The Discussion: “Children need to be spanked!”
In the urban environment in which I live, children are kind of a rarity. (It’s expensive and densely populated.) So, I have a pat response I offer when asked about my job by strangers because most folks here don’t have kids and lose interest quickly.
“I work with my family actually. We have a business focused on helping parents feel more confident … really supporting them in their efforts to be more proactive, rather than reactive, as parents.”
To this most people say, “Oh!” But my initially calm and funny driver turned sour on me.
“People here need to be MUCH more strict and have more discipline with their kids!” he yelled at me. (INSERT BIG EYED EMOJI HERE)
I realized he wasn’t mad at my kid or me specifically, so he must have had some bad overall experiences. What could have made him so angry? I probed further.
“Well, in the work that I do, we really don’t offer tips for disciplining kids. It’s a much bigger scale than that. We help parents create a wide-reaching plan for supporting their kids, right from birth, to become capable, thoughtful adults.”
This brought the tone down a touch and we were able to talk more about our shared experiences and beliefs. We agreed our children are always watching what we do, if not listening to what we say. We shared our experiences leading our children through things they were initially wary of. And then we fell back on this topic of discipline … which dipped into spanking and other forms of corporal punishment.
In brief: he was all for it. I was/am not.
Getting To Why: “My parents AND my teachers hit me!”
The driver grew up in another country and in another time from me. In fact, there are an infinite number of ways my life experience differed from his. He relayed to me his very sincere beliefs of the value of the beatings he received as a child.
“If I acted out in school, first my teacher would hit me. Then, when I got home, my mom would hit me. Then when my dad got home, he would hit me, too! I very, very rarely misbehaved!”

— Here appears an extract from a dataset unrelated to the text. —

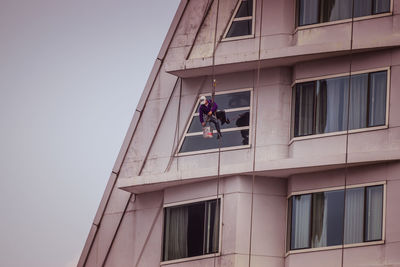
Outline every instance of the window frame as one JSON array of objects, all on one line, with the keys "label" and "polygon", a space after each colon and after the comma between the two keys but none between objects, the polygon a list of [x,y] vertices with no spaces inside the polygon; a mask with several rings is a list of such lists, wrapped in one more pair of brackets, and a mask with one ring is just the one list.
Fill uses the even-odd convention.
[{"label": "window frame", "polygon": [[[390,100],[391,67],[367,69],[367,70],[361,70],[361,71],[352,71],[351,73],[350,72],[344,72],[344,73],[339,73],[339,74],[316,76],[316,77],[313,77],[313,78],[306,78],[306,79],[296,79],[291,84],[292,96],[291,96],[291,124],[290,124],[290,141],[289,141],[289,145],[292,144],[294,141],[300,141],[300,140],[307,140],[307,139],[314,139],[314,138],[321,138],[321,137],[337,136],[337,135],[347,134],[347,130],[344,130],[344,131],[336,131],[336,132],[321,133],[321,134],[310,134],[310,135],[295,137],[294,136],[294,110],[295,110],[296,103],[295,103],[295,96],[294,96],[293,88],[294,88],[294,86],[296,86],[296,84],[305,83],[305,82],[316,82],[318,80],[323,80],[323,79],[339,78],[339,77],[345,77],[345,76],[350,76],[350,75],[353,76],[353,75],[358,75],[358,74],[366,74],[366,73],[373,73],[373,72],[380,72],[380,71],[386,71],[387,72],[387,76],[386,76],[386,115],[385,115],[385,124],[384,125],[379,125],[379,126],[351,129],[351,130],[348,130],[348,132],[349,132],[349,134],[353,134],[353,133],[360,133],[360,132],[387,129],[389,127],[389,100]],[[315,123],[315,122],[313,122],[313,123]],[[313,125],[313,127],[314,127],[314,125]]]},{"label": "window frame", "polygon": [[[230,146],[230,147],[221,147],[221,151],[229,151],[229,150],[236,150],[236,149],[245,149],[245,148],[250,148],[251,147],[251,141],[252,141],[252,118],[253,118],[253,88],[248,87],[248,88],[241,88],[241,89],[232,89],[232,90],[226,90],[226,91],[219,91],[215,92],[215,95],[225,95],[225,94],[230,94],[230,93],[239,93],[239,92],[246,92],[250,91],[250,106],[247,107],[242,107],[242,108],[234,108],[234,109],[226,109],[226,112],[231,112],[231,111],[240,111],[240,110],[248,110],[250,111],[250,116],[249,116],[249,126],[243,126],[243,127],[233,127],[229,129],[221,129],[221,132],[233,132],[233,131],[240,131],[240,130],[249,130],[249,143],[247,145],[240,145],[240,146]],[[205,94],[200,94],[196,100],[196,104],[193,108],[192,113],[190,114],[190,118],[186,123],[185,131],[183,132],[183,135],[181,137],[181,140],[179,142],[177,152],[175,153],[176,157],[179,156],[188,156],[188,155],[197,155],[197,154],[204,154],[204,153],[211,153],[211,152],[218,152],[219,148],[212,148],[212,149],[205,149],[205,150],[196,150],[196,151],[189,151],[189,152],[179,152],[182,148],[183,142],[186,138],[186,136],[195,136],[195,135],[202,135],[202,132],[195,132],[195,133],[188,133],[188,130],[190,128],[190,124],[194,118],[194,116],[198,115],[198,110],[197,107],[199,106],[200,102],[200,97],[201,96],[211,96],[211,93],[205,93]],[[218,103],[217,103],[218,104]],[[223,138],[223,137],[222,137]]]},{"label": "window frame", "polygon": [[[306,194],[313,194],[313,193],[323,193],[329,191],[336,191],[336,190],[345,190],[345,189],[352,189],[352,188],[366,188],[372,186],[383,186],[383,194],[382,194],[382,239],[377,241],[364,241],[360,243],[352,243],[352,244],[341,244],[335,246],[326,246],[326,247],[316,247],[316,248],[302,248],[302,249],[290,249],[290,241],[291,232],[289,230],[289,218],[290,220],[291,215],[289,215],[289,199],[292,196],[298,195],[306,195]],[[298,254],[298,253],[306,253],[306,252],[315,252],[315,251],[324,251],[324,250],[333,250],[333,249],[341,249],[341,248],[352,248],[352,247],[364,247],[364,246],[374,246],[374,245],[381,245],[385,243],[386,240],[386,200],[387,200],[387,181],[379,181],[379,182],[370,182],[370,183],[362,183],[362,184],[353,184],[353,185],[346,185],[346,186],[335,186],[335,187],[325,187],[319,189],[311,189],[311,190],[304,190],[304,191],[294,191],[291,192],[287,197],[287,204],[286,204],[286,238],[285,238],[285,257],[291,254]],[[364,200],[365,203],[365,200]],[[365,208],[365,207],[364,207]],[[312,215],[311,215],[312,216]],[[365,220],[365,218],[363,218]],[[291,223],[291,222],[290,222]],[[365,221],[364,221],[365,224]],[[311,227],[311,225],[310,225]],[[344,243],[344,240],[342,240]]]},{"label": "window frame", "polygon": [[347,18],[347,19],[327,21],[327,22],[319,22],[319,23],[299,26],[299,0],[295,0],[295,7],[296,7],[296,9],[295,9],[295,13],[296,13],[296,15],[295,15],[295,19],[296,19],[296,21],[295,21],[295,26],[296,26],[295,32],[297,32],[299,30],[305,30],[305,29],[324,27],[324,26],[335,25],[335,24],[348,23],[348,22],[352,22],[352,21],[360,21],[360,20],[368,20],[368,19],[392,16],[393,15],[393,2],[394,2],[393,0],[390,0],[389,11],[385,12],[385,13],[371,14],[371,15],[354,17],[354,18]]},{"label": "window frame", "polygon": [[[238,3],[236,4],[235,10],[233,11],[232,16],[231,16],[231,18],[229,20],[228,26],[226,27],[226,29],[224,31],[224,35],[222,37],[221,42],[249,39],[249,38],[254,38],[255,37],[255,34],[254,34],[254,32],[255,32],[255,12],[256,12],[257,0],[253,0],[253,15],[252,16],[235,18],[235,15],[238,12],[241,3],[242,3],[242,0],[239,0]],[[251,28],[252,28],[251,29],[251,34],[235,36],[235,37],[226,37],[226,35],[228,34],[229,29],[231,28],[232,23],[234,21],[250,20],[250,18],[251,18]]]},{"label": "window frame", "polygon": [[[195,203],[204,203],[204,202],[210,201],[210,200],[217,200],[220,203],[220,206],[219,206],[218,252],[217,253],[199,255],[199,256],[193,256],[193,257],[186,257],[186,258],[180,258],[180,259],[175,259],[175,260],[164,261],[163,260],[163,256],[164,256],[164,235],[165,235],[165,208],[185,206],[185,205],[190,205],[190,204],[195,204]],[[160,266],[168,265],[168,264],[181,263],[181,262],[187,262],[187,261],[201,260],[201,259],[206,259],[206,258],[219,257],[219,256],[222,255],[221,254],[221,248],[222,248],[222,238],[221,237],[222,237],[222,215],[223,215],[223,207],[224,207],[224,201],[223,200],[224,200],[223,195],[218,195],[218,197],[217,196],[211,196],[211,197],[195,198],[195,199],[177,201],[177,202],[171,202],[171,203],[164,203],[164,205],[163,205],[163,216],[162,216],[162,241],[161,241]]]}]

In contrast, only once was I admonished (slapped) by a parent for insolent behavior. It was a monumental moment in my life and the recovery and discussion that followed was similarly epic.

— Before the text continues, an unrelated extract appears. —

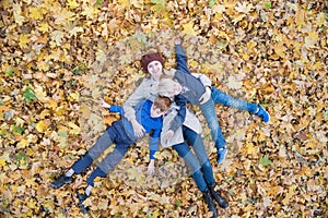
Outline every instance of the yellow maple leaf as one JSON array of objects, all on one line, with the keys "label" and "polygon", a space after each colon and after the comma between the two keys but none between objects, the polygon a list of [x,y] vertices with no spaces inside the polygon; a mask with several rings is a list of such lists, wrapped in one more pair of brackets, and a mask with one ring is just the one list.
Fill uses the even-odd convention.
[{"label": "yellow maple leaf", "polygon": [[0,167],[4,167],[5,166],[5,158],[4,157],[0,157]]},{"label": "yellow maple leaf", "polygon": [[286,48],[284,47],[282,41],[279,41],[278,44],[276,44],[273,49],[278,56],[280,56],[281,58],[285,58]]},{"label": "yellow maple leaf", "polygon": [[77,101],[80,99],[80,93],[78,90],[72,92],[68,98],[70,101]]},{"label": "yellow maple leaf", "polygon": [[27,48],[30,44],[30,34],[22,34],[20,35],[20,47]]},{"label": "yellow maple leaf", "polygon": [[130,8],[130,0],[118,0],[118,3],[124,8]]},{"label": "yellow maple leaf", "polygon": [[69,133],[74,134],[74,135],[80,134],[81,129],[80,129],[80,126],[77,125],[75,123],[69,122],[69,123],[68,123],[68,126],[71,128],[71,130],[69,130]]},{"label": "yellow maple leaf", "polygon": [[294,194],[295,194],[295,193],[294,193],[295,189],[296,189],[296,185],[295,185],[295,184],[293,184],[293,185],[290,186],[289,193],[286,193],[284,199],[282,201],[282,204],[283,204],[283,205],[288,205],[288,204],[290,203],[290,199],[291,199],[291,198],[294,196]]},{"label": "yellow maple leaf", "polygon": [[48,33],[49,32],[49,24],[46,22],[40,23],[38,31],[42,33]]},{"label": "yellow maple leaf", "polygon": [[68,5],[70,9],[77,9],[80,4],[79,4],[75,0],[68,0],[68,1],[67,1],[67,5]]},{"label": "yellow maple leaf", "polygon": [[246,143],[247,146],[247,155],[256,154],[258,152],[258,147],[254,146],[253,143]]},{"label": "yellow maple leaf", "polygon": [[192,35],[192,36],[196,36],[197,35],[197,32],[194,29],[194,22],[188,22],[186,24],[183,25],[183,33],[184,34],[188,34],[188,35]]},{"label": "yellow maple leaf", "polygon": [[314,48],[315,45],[318,41],[318,33],[316,33],[316,32],[309,32],[308,36],[306,36],[304,38],[304,41],[305,41],[305,44],[304,44],[305,47],[307,47],[307,48]]},{"label": "yellow maple leaf", "polygon": [[295,23],[297,25],[297,29],[300,31],[302,26],[305,24],[305,11],[300,9],[295,14]]},{"label": "yellow maple leaf", "polygon": [[46,102],[48,101],[48,96],[47,94],[44,92],[43,87],[40,85],[35,85],[34,87],[34,93],[35,93],[35,97],[42,101],[42,102]]},{"label": "yellow maple leaf", "polygon": [[36,123],[35,129],[43,133],[47,130],[48,125],[45,123],[45,121],[40,120],[38,123]]},{"label": "yellow maple leaf", "polygon": [[30,17],[34,20],[43,20],[43,10],[39,8],[32,8],[30,9]]},{"label": "yellow maple leaf", "polygon": [[27,140],[21,140],[19,143],[17,143],[17,148],[25,148],[27,147],[30,144],[30,142]]}]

By this time in the car, two other riders had jumped in with us. Sensing the tension in the air, they did not speak. I can only imagine what they must have been thinking, though, as they got in to hear this man propagating the benefits of corporal punishment while I calmly, but firmly and unapologetically, explained my position.
The turning point for me, and the reason I wanted to relay this story now, came next. I asked him if he had punished his own sons through physical means.
“No,” he said. “I never had to. They were good boys.”
“They never acted out?”
“Of course, sometimes. They were kids. But I talked to them, explained right from wrong to them, told to them what to change. They listened to me.”
“So why do you think it’s necessary for other parents to hit their children if you didn’t have to hit your own to get them to behave?”
My Personal Hurt: “My wife is so ashamed.”
At this point he explained to me that he had not let his wife work while their boys were young. (This statement turned my American twenty-first-century stomach over, but again, cultural and generational differences here.) Then, when their sons got older, she began to work as an assistant teacher in a suburban school.
In this position, he felt the students were mentally abusing his wife with absolutely no opportunity for recourse on her part. She was being yelled at, she was being ignored, called racist names … and there was nothing he could do to protect her.
“My wife is so ashamed to be yelled at by children, with nothing she can do or say to them.”
His instinct for protecting her went back to the first thing he was taught—beating a child for disrespect is the only solution.
The Here and Now: “We can do better.”
I felt tremendous sympathy for the man’s situation in that moment. I won’t go into our continued conversation related to parents, nannies, and the media. It’s irrelevant to my point here and now.
My take away from this conversation was not that the whole world ought to think as I do, but the magnitude of something my mom always said to me suddenly hit me. (Pun intended.) “What we learn first stays with us the longest.” The first thing we learn in life is what we will fall back on instinctually when we run into situations we can’t easily process.
Sometimes we have the luxury of time to weigh and consider a situation. And then there are times when we are overwhelmed or feeling defeated and we revert back to what we know from childhood.
As the parents of a young girl, my husband and I are constantly reminded that we are establishing precedent for our future together as a family. But in this time and place, I was reminded that we are establishing more than precedent for her teen years.
We are further filling her toolbox with every tool she’ll have to work out whatever comes her way as an adult, too. We are thoughtful about the tools we give her—trust in herself, confidence to ask for help, critical thinking skills—so that she has, at first reach, the proactive means to do right by herself, those around her, and eventually our grandkids.